Welcome to the Pine Wines blog - let us know if you want us to post on any topics, but normally we just like to let customers and friends know what is going on around the vineyard.
What an amazing feeling to bottle your first vintage. Watching your label go on a bottle, full of the wine you spent the last year with so intimately. The bottles rattle down the line in mass, lifted and placed into cases and then rumble down the rollers to be palletized.
Cases in form, ready to hit the streets and find their fate, find you. How exciting to know that the wine made it and my part for this vintage is over. Not many things in life press a permanent smile onto the face, this experience does! The smile is still on my face.

After all the excitement and thrill, this experience comes down to the people involved. First and foremost Andrew... he didn't just open their winery to me, they made me believe. Believe that this dream was possible! Thanks to them for keeping me from running back to the mountains. The growers, Peter and Jason that took a chance on me making wine out of their fruit, their hard work.

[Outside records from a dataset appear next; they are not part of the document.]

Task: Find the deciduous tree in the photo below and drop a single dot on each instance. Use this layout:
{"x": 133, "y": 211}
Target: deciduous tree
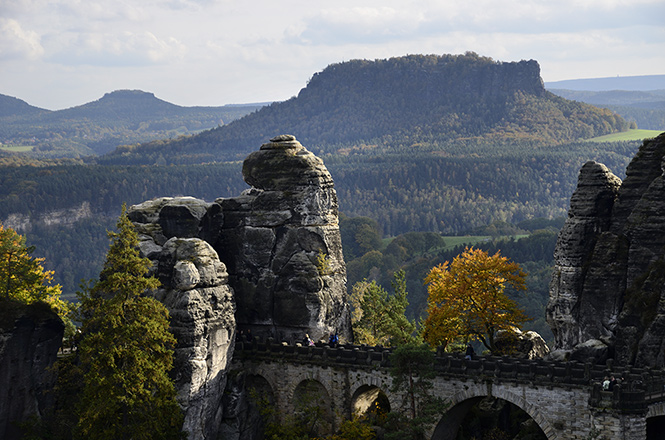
{"x": 379, "y": 318}
{"x": 467, "y": 298}
{"x": 22, "y": 277}
{"x": 127, "y": 351}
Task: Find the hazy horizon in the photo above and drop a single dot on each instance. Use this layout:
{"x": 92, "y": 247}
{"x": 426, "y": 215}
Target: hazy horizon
{"x": 57, "y": 54}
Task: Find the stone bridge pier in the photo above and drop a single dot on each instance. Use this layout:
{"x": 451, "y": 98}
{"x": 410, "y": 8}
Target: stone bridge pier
{"x": 563, "y": 398}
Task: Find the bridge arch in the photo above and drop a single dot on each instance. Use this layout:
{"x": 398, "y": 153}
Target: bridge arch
{"x": 655, "y": 421}
{"x": 462, "y": 401}
{"x": 311, "y": 401}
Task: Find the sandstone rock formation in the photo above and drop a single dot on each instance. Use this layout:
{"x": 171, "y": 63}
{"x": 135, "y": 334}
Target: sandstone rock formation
{"x": 521, "y": 345}
{"x": 606, "y": 290}
{"x": 281, "y": 242}
{"x": 28, "y": 348}
{"x": 268, "y": 261}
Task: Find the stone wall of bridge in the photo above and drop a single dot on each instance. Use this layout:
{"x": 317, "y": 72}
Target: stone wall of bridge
{"x": 563, "y": 398}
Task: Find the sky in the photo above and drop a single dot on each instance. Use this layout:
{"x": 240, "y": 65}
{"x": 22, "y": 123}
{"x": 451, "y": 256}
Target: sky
{"x": 57, "y": 54}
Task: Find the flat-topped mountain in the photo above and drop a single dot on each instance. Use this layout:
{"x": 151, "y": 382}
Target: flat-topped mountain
{"x": 10, "y": 106}
{"x": 119, "y": 117}
{"x": 417, "y": 102}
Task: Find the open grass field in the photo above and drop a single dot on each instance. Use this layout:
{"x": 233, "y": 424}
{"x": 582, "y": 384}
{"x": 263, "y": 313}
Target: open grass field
{"x": 17, "y": 148}
{"x": 630, "y": 135}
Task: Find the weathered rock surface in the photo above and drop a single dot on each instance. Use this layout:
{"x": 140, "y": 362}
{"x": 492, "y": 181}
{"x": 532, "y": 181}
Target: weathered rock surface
{"x": 606, "y": 296}
{"x": 521, "y": 345}
{"x": 200, "y": 301}
{"x": 269, "y": 261}
{"x": 282, "y": 245}
{"x": 28, "y": 348}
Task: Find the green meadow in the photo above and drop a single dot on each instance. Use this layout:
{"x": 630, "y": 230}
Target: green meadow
{"x": 630, "y": 135}
{"x": 16, "y": 148}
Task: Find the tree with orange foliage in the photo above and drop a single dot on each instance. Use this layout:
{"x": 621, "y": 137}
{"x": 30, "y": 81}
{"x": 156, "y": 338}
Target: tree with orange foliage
{"x": 467, "y": 299}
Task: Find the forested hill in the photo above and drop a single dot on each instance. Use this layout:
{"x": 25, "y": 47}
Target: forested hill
{"x": 119, "y": 117}
{"x": 10, "y": 106}
{"x": 421, "y": 103}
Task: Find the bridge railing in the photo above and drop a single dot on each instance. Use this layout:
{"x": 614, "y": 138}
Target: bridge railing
{"x": 638, "y": 386}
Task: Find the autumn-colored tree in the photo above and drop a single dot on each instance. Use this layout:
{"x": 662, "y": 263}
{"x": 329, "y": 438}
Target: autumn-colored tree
{"x": 126, "y": 351}
{"x": 22, "y": 277}
{"x": 467, "y": 299}
{"x": 379, "y": 318}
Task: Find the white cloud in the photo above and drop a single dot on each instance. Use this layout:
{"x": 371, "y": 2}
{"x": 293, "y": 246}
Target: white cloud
{"x": 212, "y": 52}
{"x": 15, "y": 42}
{"x": 122, "y": 49}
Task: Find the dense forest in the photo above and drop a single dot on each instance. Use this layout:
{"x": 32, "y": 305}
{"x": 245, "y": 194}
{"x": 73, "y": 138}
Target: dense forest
{"x": 413, "y": 104}
{"x": 418, "y": 146}
{"x": 120, "y": 117}
{"x": 645, "y": 108}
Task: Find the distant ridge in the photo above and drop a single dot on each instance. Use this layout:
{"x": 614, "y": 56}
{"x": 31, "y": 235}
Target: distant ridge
{"x": 10, "y": 106}
{"x": 415, "y": 103}
{"x": 632, "y": 83}
{"x": 118, "y": 117}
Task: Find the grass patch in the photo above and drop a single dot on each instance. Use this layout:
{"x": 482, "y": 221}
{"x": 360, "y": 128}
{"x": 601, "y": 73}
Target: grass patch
{"x": 17, "y": 148}
{"x": 630, "y": 135}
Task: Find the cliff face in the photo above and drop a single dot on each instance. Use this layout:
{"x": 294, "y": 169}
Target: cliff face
{"x": 28, "y": 348}
{"x": 268, "y": 261}
{"x": 606, "y": 296}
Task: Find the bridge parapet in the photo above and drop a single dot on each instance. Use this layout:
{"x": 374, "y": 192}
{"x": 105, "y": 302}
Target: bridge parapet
{"x": 639, "y": 388}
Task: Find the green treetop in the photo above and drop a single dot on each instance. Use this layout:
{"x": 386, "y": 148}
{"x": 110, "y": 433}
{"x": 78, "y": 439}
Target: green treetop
{"x": 378, "y": 318}
{"x": 127, "y": 351}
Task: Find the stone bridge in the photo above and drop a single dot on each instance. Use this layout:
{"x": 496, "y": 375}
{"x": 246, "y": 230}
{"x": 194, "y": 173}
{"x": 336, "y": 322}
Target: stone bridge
{"x": 565, "y": 399}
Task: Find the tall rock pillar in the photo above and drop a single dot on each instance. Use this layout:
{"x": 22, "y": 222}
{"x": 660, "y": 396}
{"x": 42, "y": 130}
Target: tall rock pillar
{"x": 281, "y": 242}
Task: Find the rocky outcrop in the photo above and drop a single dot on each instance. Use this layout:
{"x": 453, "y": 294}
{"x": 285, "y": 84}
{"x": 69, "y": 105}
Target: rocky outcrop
{"x": 200, "y": 302}
{"x": 521, "y": 345}
{"x": 30, "y": 337}
{"x": 268, "y": 261}
{"x": 282, "y": 245}
{"x": 607, "y": 287}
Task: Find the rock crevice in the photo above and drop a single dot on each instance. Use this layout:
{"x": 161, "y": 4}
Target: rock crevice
{"x": 607, "y": 286}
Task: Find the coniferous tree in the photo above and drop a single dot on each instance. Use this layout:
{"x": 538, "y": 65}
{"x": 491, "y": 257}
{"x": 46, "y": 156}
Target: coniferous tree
{"x": 379, "y": 318}
{"x": 127, "y": 351}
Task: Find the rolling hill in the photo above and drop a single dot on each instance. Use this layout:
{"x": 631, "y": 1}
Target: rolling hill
{"x": 120, "y": 117}
{"x": 414, "y": 104}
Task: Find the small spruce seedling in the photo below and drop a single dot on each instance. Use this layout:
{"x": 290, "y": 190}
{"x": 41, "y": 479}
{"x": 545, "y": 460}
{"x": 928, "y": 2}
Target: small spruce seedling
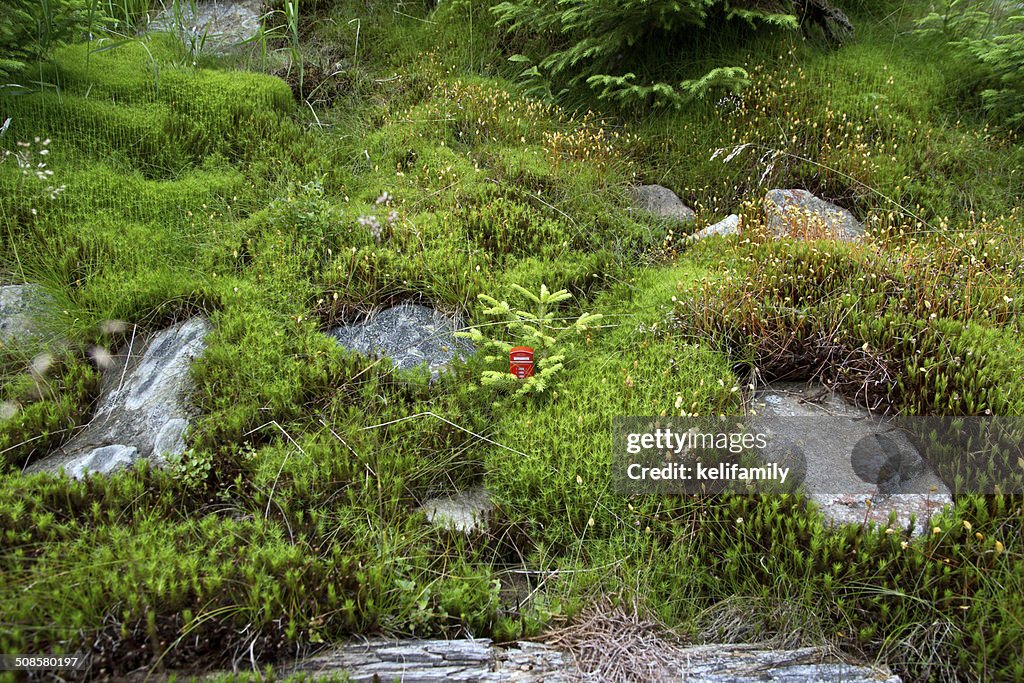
{"x": 538, "y": 328}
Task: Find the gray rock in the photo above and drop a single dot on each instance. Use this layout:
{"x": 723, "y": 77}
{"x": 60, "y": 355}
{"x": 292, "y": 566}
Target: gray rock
{"x": 408, "y": 334}
{"x": 19, "y": 305}
{"x": 141, "y": 413}
{"x": 857, "y": 467}
{"x": 482, "y": 662}
{"x": 466, "y": 511}
{"x": 664, "y": 203}
{"x": 729, "y": 225}
{"x": 217, "y": 25}
{"x": 797, "y": 212}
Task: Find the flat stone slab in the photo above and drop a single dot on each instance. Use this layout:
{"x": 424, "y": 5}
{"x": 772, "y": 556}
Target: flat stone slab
{"x": 142, "y": 411}
{"x": 857, "y": 467}
{"x": 482, "y": 662}
{"x": 224, "y": 24}
{"x": 664, "y": 203}
{"x": 19, "y": 305}
{"x": 408, "y": 334}
{"x": 799, "y": 213}
{"x": 465, "y": 511}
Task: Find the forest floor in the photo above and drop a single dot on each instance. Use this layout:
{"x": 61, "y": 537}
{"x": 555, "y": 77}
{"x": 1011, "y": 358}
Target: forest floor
{"x": 384, "y": 156}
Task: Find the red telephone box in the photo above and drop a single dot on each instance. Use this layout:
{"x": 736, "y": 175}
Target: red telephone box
{"x": 521, "y": 361}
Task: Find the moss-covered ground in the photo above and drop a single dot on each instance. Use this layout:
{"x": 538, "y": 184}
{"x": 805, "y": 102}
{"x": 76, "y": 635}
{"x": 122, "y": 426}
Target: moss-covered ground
{"x": 292, "y": 520}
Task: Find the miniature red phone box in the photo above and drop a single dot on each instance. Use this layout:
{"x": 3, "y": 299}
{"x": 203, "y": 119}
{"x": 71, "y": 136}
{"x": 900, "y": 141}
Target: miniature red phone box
{"x": 521, "y": 361}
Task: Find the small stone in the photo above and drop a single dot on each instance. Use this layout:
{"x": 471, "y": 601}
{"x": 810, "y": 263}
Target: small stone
{"x": 142, "y": 412}
{"x": 729, "y": 225}
{"x": 466, "y": 511}
{"x": 854, "y": 466}
{"x": 19, "y": 307}
{"x": 799, "y": 213}
{"x": 410, "y": 335}
{"x": 664, "y": 203}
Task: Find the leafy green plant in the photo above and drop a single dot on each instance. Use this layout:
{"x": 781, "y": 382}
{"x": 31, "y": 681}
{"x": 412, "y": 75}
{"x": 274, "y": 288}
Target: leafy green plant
{"x": 587, "y": 40}
{"x": 30, "y": 30}
{"x": 991, "y": 37}
{"x": 538, "y": 328}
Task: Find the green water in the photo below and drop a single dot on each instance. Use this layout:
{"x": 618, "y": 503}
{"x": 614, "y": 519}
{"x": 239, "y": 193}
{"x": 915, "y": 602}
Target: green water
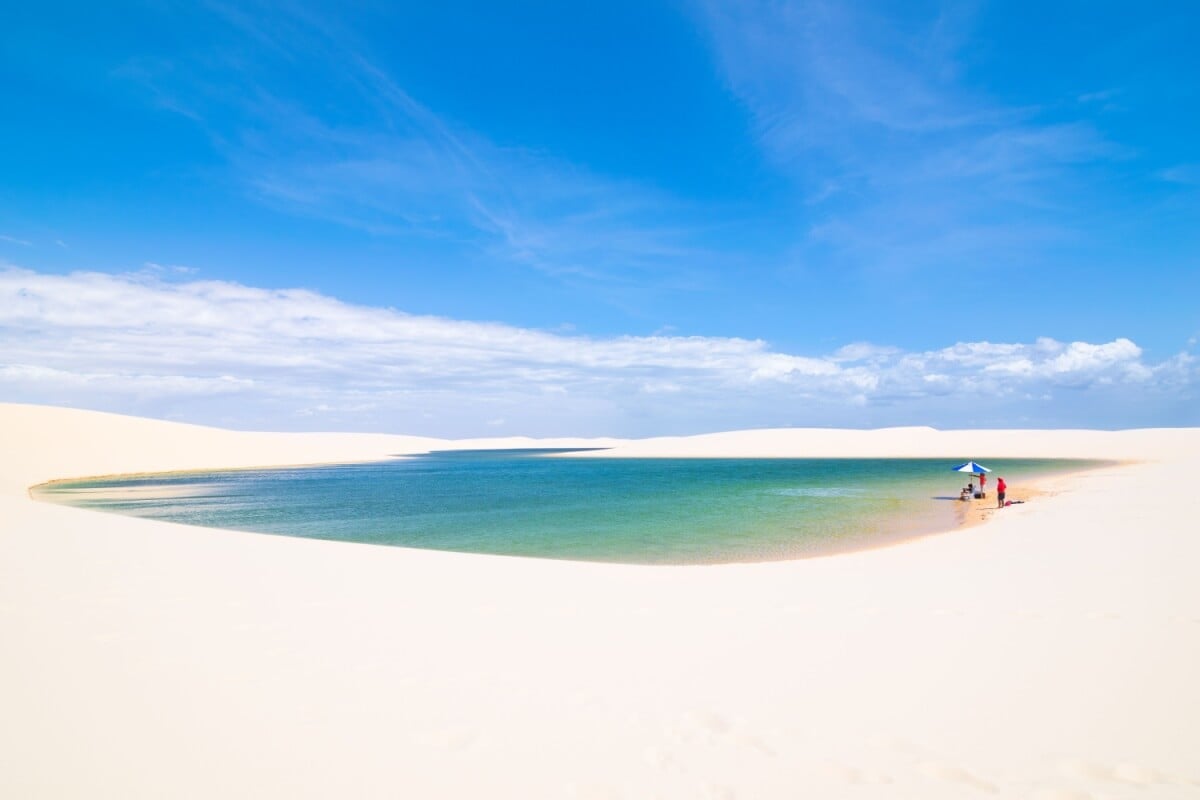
{"x": 525, "y": 503}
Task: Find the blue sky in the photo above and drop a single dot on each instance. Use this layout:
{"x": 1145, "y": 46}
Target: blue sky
{"x": 631, "y": 218}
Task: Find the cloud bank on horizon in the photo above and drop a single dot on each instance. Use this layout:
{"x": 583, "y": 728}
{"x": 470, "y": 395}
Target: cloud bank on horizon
{"x": 223, "y": 353}
{"x": 677, "y": 217}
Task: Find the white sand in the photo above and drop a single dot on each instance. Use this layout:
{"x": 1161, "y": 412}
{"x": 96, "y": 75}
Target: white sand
{"x": 1051, "y": 653}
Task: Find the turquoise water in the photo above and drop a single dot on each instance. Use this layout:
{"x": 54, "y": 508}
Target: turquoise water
{"x": 523, "y": 503}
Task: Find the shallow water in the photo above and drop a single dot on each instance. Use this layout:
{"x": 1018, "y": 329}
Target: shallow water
{"x": 525, "y": 503}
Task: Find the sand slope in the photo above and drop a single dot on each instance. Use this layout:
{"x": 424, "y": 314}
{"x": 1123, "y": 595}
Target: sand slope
{"x": 1051, "y": 653}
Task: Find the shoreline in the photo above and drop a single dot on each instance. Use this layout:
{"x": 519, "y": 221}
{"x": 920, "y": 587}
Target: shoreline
{"x": 1048, "y": 654}
{"x": 886, "y": 528}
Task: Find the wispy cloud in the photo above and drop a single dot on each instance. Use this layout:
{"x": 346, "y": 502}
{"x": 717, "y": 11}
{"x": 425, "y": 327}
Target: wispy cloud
{"x": 868, "y": 109}
{"x": 219, "y": 352}
{"x": 378, "y": 160}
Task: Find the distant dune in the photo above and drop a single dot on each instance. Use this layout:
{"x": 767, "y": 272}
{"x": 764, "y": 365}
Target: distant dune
{"x": 1050, "y": 653}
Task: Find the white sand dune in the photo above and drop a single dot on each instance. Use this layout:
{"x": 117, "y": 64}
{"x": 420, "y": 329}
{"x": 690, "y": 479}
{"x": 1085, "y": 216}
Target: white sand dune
{"x": 1053, "y": 653}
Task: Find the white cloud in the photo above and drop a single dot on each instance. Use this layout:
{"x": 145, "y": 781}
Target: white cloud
{"x": 262, "y": 356}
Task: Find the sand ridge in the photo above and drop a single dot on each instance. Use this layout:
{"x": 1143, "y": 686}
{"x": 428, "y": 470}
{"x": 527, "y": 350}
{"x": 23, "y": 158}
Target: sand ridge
{"x": 1050, "y": 653}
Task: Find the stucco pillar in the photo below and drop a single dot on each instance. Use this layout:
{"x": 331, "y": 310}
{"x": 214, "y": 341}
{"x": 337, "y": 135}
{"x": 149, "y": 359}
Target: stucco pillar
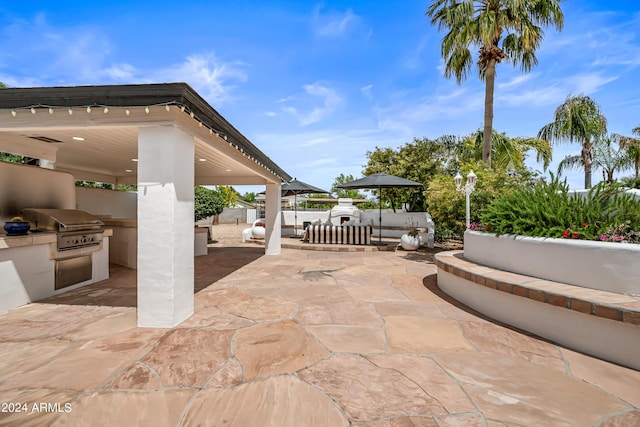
{"x": 273, "y": 229}
{"x": 165, "y": 226}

Then there are all the great people you meet along the way, other people who make wine, people that come by the winery to taste and share their story, people who help during harvest and bottling just because they want to be involved in wine. It is all these people who make this experience all the more amazing. Thanks!
The last wine of the 2006 vintage has finally taken shape. With a renewed emphasis on our Cabernet heritage our small-production wines take precedence and our largest production wine, the Pinot Noir, had to wait.
Numbering now at about 1,000 cases, the 2006 vintage of Cabernet will be released in April or May of this year. What began in my head as an 80%+ Cabernet blend (a little bit of Cab Franc, Merlot, and Petit Verdot in there to get to 100%) ended up in my glass as a 100% Cab comprised of six different clones from four different vineyards.

I drew samples from nine different barrel groups, taking wine from 2-4 barrels from each group depending upon how barrels are available. I then taste each grouping separately making notes about the wines. Next, I put together a representative blend of just the Cabernets as that wine would be the foundation for whatever other Bordeaux varieties might make the cut.
First impressions are important but hardly conclusive. I have made blends that I loved and got them home to taste them later and couldn't imagine what I liked in the wine. The same on the other pole. After making the Cab blends, I made a blend with the other varieties and let them sit while I went to get my son lunch.
Under the best of circumstances, I will have more than one blend that I like a lot. Then the questions become those of volume and the fate of the barrels that don't make this blend. Some of the folks on our hospitality team tasted the two wines that came out of this session, and the 100% Cabernet ended up being the unanimous favorite.
Right around the beginning of Spring, you'll be able to taste the 2006 Cabernet Sauvignon and tell me whether I got it right.